In the L.A. Times, Max Boot picks up on Rush Limbaugh's line that the fissures in the Republican united front aren't really there.
Actually, there is a lot less disagreement than meets the eye. Most of the critiques by the likes of Wilkerson and Scowcroft are procedural. They are upset more about how policy has been formulated and implemented — and especially about their own lack of influence — than about the decisions reached.
At least that's what the title of his op-ed says today, and he supports the assertion with an ancient question that has been asked and answered over and over again:
Wilkerson made some cogent arguments about how Bush has been "courting disaster" because of his inability "to stop the feuding elements" within the administration.
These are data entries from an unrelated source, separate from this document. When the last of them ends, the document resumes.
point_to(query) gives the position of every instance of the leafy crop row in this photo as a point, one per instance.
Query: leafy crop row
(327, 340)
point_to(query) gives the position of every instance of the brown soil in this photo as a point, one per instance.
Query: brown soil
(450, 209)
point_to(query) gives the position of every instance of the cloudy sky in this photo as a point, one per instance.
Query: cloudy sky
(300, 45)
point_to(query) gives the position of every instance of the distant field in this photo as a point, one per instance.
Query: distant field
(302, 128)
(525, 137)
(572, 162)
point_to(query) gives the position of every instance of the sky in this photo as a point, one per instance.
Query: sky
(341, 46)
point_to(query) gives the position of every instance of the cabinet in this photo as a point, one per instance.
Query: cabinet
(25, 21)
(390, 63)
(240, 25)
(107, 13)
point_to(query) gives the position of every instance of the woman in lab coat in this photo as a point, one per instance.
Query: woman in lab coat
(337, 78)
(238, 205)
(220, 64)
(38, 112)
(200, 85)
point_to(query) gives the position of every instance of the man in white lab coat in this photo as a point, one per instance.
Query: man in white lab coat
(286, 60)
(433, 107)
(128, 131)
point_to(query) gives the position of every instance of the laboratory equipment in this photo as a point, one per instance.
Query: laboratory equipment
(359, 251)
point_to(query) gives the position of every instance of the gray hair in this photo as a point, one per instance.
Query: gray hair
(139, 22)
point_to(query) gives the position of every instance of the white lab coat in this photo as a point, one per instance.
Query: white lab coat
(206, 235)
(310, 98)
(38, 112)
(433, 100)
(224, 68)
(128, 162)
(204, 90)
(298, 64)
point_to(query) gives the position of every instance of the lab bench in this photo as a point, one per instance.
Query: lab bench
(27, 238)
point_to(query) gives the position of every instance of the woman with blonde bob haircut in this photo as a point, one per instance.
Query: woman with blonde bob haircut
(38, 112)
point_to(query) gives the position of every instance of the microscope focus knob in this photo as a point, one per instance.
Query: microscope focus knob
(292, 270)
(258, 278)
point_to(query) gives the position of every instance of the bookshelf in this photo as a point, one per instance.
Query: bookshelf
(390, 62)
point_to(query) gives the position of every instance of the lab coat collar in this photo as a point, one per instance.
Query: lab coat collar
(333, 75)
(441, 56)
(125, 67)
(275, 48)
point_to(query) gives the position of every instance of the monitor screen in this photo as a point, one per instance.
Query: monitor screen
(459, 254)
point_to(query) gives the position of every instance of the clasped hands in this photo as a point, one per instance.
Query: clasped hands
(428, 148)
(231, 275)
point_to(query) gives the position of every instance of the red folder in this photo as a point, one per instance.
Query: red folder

Of course, one of those feuding elements was Wilkerson's boss, but point taken — nobody would cite the last few years as a model of disciplined bureaucratic management.
Yet what would the realpolitikers have done differently if they had been in charge? That's not at all clear because so many self-identified realists backed the most controversial decision Bush made: to invade Iraq.
Interestingly, he picks on...the Conservatives that are smacking Harriet Miers around.
Scowcroft was a prominent exception, but Powell, for one, recently told Barbara Walters that he was "right there" with Bush on "the use of force." So were James Baker, George Shultz, Henry Kissinger, George F. Will, Fareed Zakaria and the editors of the National Review and the National Interest — all the rajahs of realism.
If that's not an obvious sign of real divisions, then I'm a South African nightclub owner that was stupid enough to turn away business from one of the finest wimmins in Los Angeles.
Now, these pundits can fire back in an interesting way. Just as they are on the receiving end of the nonsense question neocons have lobbed at sane progressives for years, they can easily say they were as mislead by the Bush/Cheney/Rove spin as anyone else. What is the White House going to do, say "Hey, you knew what we were doing..."?